My sense of feel came a bit by accident. When my father handed me my first club, when I was 3, he showed me the proper grip and said, "Don't you ever change that!" I'm sure Pap wanted me to have a grip that worked from a mechanical standpoint, but the way he set my hands on that club also gave me great sensitivity. I never tried to grip the club lightly. Sam Snead told me on more than one occasion I should hold it like I was holding a baby bird, but I never went along with that. I think a firm grip helps you control the club and prevents it from turning in your hands. Another thing about feel is, if you make a change in your grip, it takes time for your brain to adapt. My left-hand position got too strong when I was a teenager at Wake Forest, which some-times caused a hook, so I weakened it and vowed to play through the change. I still have that weak left-hand grip today, though my right hand is what you'd call neutral. It helps that I have very large hands, although my hands aren't as large as Byron Nelson's -- he had the biggest hands for a great player I ever saw. I'm not tall, but my glove size is extra large.
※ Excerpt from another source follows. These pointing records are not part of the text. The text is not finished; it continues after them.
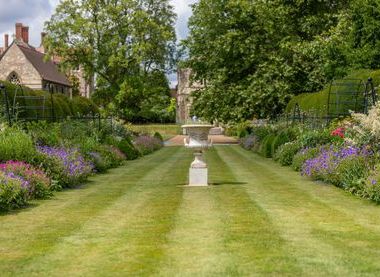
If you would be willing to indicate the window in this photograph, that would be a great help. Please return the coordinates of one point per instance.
(14, 78)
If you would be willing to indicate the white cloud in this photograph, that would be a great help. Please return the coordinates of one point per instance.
(34, 13)
(183, 10)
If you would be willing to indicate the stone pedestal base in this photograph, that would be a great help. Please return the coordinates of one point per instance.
(198, 177)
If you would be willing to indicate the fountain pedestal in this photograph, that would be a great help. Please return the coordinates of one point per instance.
(199, 142)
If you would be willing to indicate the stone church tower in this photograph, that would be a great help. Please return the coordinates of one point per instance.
(184, 90)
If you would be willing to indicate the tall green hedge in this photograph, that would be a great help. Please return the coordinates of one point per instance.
(317, 102)
(63, 106)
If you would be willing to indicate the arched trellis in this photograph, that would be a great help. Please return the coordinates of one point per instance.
(14, 78)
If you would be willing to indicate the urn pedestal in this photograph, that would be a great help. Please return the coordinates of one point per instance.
(199, 142)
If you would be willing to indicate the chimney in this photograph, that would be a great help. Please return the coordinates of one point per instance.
(19, 31)
(43, 35)
(25, 34)
(6, 41)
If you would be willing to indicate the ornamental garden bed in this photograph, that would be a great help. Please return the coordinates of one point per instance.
(344, 154)
(40, 158)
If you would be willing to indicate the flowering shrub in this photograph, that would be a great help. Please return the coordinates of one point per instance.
(285, 153)
(105, 157)
(67, 166)
(338, 132)
(366, 128)
(303, 155)
(14, 191)
(36, 180)
(248, 142)
(16, 145)
(371, 188)
(325, 165)
(146, 144)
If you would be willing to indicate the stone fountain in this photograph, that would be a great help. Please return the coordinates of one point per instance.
(198, 141)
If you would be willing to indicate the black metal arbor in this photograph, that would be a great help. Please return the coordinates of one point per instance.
(350, 95)
(344, 96)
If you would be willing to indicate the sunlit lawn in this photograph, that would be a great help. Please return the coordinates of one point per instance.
(256, 219)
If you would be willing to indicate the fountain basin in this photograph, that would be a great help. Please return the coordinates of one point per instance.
(198, 141)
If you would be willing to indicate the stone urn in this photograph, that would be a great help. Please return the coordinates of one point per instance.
(198, 141)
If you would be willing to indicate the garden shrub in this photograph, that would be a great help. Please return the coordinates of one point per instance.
(83, 106)
(37, 182)
(43, 133)
(13, 191)
(325, 166)
(283, 137)
(158, 136)
(146, 144)
(352, 172)
(318, 101)
(315, 137)
(303, 155)
(248, 142)
(16, 145)
(66, 166)
(285, 153)
(266, 146)
(128, 149)
(371, 186)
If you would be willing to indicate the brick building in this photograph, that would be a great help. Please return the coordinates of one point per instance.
(24, 64)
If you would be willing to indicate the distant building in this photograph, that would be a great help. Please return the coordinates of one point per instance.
(184, 89)
(23, 64)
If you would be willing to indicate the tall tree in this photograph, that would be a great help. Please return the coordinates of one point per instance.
(262, 52)
(121, 42)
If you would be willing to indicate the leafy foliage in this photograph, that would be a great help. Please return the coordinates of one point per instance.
(128, 45)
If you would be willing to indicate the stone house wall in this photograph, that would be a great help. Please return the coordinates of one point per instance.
(15, 61)
(184, 99)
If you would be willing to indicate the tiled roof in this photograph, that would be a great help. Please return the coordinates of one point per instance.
(47, 69)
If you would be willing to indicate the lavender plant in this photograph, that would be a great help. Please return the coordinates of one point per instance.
(65, 165)
(331, 160)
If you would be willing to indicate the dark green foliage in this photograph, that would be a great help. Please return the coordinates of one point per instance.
(43, 133)
(285, 153)
(128, 149)
(63, 106)
(283, 137)
(158, 136)
(352, 173)
(315, 137)
(127, 45)
(317, 102)
(16, 145)
(12, 194)
(266, 146)
(302, 156)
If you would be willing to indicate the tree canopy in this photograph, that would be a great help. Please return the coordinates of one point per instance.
(125, 43)
(255, 55)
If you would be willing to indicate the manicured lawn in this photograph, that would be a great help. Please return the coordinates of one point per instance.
(257, 219)
(166, 130)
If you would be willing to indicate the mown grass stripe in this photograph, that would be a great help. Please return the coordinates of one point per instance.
(54, 221)
(306, 221)
(250, 236)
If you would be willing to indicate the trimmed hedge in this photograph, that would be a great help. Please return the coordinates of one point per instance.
(63, 106)
(317, 102)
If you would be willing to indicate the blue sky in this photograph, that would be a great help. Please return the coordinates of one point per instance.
(34, 13)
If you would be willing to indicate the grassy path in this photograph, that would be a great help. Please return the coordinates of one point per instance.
(257, 219)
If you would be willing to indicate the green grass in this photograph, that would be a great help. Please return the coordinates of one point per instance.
(166, 130)
(140, 219)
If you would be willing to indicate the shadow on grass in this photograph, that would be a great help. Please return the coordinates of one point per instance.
(227, 183)
(18, 210)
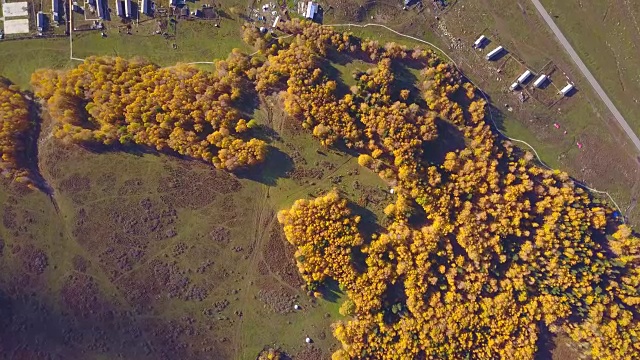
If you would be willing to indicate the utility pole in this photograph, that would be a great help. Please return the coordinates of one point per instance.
(70, 16)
The material used for the grip itself is important, too. I always liked leather grips and still do, because I don't like the vibration that comes up the shaft at impact to be dampened too much. Jack Nicklaus feels the same way. But I'm trying rubber more often, and I suppose I'm getting used to it.

So, the search goes on. Right now I'm feeling, at age 79, like I'm one of those rare guys who discovers more feel the older he gets. But I wouldn't be surprised if it suddenly left me. As my friend Gary Player says, "Golf is a puzzle without an answer."